Forum OpenACS Development: Re: Fixing a very slow query

Posted by russ m on
I've got no idea if you still care about this, but...

it's not the sort, it's the big outer nested loop that's killing you... the first result is returned 19.707ms after it starts, and the last is almost 26 seconds later... the outer sort starts ~1ms after the nested loop completes and takes less than a millisecond...

the innermost seq. scan on cr_folders is the real issue - it's cheap but is executed 5301 times in that example... it's also odd that cr_folders is being seq. scanned when they're all doing is a direct match against folder_id - is there any chance that cr_folders.folder_id is not indexed, or the db hasn't been vacuumed in a while?

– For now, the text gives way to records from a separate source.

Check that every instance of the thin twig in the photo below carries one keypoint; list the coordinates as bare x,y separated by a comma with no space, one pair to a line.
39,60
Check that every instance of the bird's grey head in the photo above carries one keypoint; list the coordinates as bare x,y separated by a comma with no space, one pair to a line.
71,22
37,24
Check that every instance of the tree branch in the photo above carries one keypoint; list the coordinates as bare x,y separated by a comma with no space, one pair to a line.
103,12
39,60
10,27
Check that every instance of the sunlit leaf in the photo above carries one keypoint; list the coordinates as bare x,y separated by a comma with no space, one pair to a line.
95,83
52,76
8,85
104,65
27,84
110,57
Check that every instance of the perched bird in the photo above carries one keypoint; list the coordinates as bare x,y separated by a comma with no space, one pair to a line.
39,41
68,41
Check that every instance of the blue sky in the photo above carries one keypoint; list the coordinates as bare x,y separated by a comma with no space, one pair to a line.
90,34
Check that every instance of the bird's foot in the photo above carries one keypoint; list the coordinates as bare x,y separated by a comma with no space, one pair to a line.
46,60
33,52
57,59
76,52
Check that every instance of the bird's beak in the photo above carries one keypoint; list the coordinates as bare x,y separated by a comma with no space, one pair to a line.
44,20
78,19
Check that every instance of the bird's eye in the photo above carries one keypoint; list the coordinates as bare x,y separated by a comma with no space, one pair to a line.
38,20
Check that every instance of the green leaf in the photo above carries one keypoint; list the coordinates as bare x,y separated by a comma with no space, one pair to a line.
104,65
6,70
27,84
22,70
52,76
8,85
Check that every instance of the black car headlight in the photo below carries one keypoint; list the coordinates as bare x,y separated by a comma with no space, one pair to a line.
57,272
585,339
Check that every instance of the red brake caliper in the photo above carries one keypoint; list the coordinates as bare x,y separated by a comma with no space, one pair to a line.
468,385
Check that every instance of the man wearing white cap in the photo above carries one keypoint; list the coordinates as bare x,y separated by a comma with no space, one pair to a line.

a rough guess is (depending on your PG version and it's planner) you might see a worthwhile improvement by shifting the "and not exists (select 1 from ...)" condition above "and exists (select 1 from cr_folders f where f.folder_id = i.item_id)" and see if the planner is smart enough to take the hint about checking item_id and tree_sortkey before seq. scanning cr_folders to see if the item in question happens to be a folder...

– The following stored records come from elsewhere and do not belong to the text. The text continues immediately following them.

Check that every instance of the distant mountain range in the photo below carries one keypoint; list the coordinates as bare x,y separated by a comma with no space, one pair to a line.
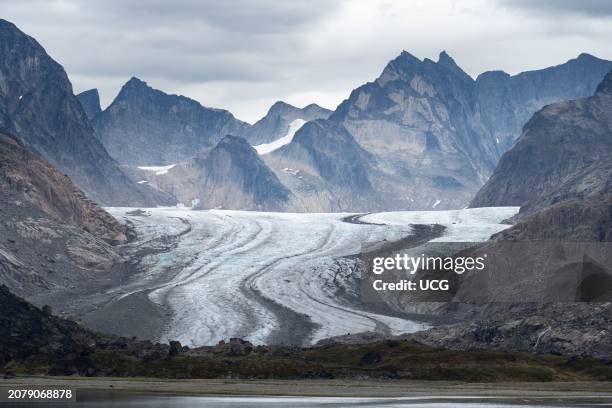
423,135
560,171
144,126
38,106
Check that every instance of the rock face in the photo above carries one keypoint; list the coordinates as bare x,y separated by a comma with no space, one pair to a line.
53,236
38,106
507,102
276,122
566,329
230,176
90,101
444,132
30,178
565,152
325,167
560,172
423,135
144,126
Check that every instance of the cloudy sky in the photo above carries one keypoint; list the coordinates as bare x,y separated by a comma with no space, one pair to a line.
243,55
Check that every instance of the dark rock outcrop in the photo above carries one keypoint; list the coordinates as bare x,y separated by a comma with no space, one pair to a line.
561,166
38,106
29,178
52,236
276,122
331,153
90,101
431,123
144,126
231,175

Posted by Richard Hamilton on
I thought that the query planner was supposed to be clever enough to select the best method! I also have always been led to believe that 'exists' is superior to 'in' because the subquery need only return a boolean value rather that requiring a sequential search through the subquery output.

I remember asking questions about optimising the permissions queries in OpenACS after seeing some very strange query times. It was Don who explained that 'vacuum analyse' in postgres collects stats and allows the planner to make much better decisions.

The combination of indices on the integer keys and multiple runs of vacuum analyse should result in a much improved execution plan.


Posted by Don Baccus on
Statistics-based optimization will always be fooled at times, unfortunately.

Regarding "exists" vs. "in", you're probably remembering advice from long ago, as the PG people figured out how to implement "in" as a special kind of join-like operation some years ago, thus making it as efficient in PG as it had been in Oracle.

In the past "in" was always extremely slow.

"exists" should still be faster, though.

Posted by Janine Ohmer on
Thanks! Although I eventually punted on that particular query, your post was helpful to me in reading the explain output for another one just a few days ago. I find the documentation for explain to be rather... opaque, to say the least.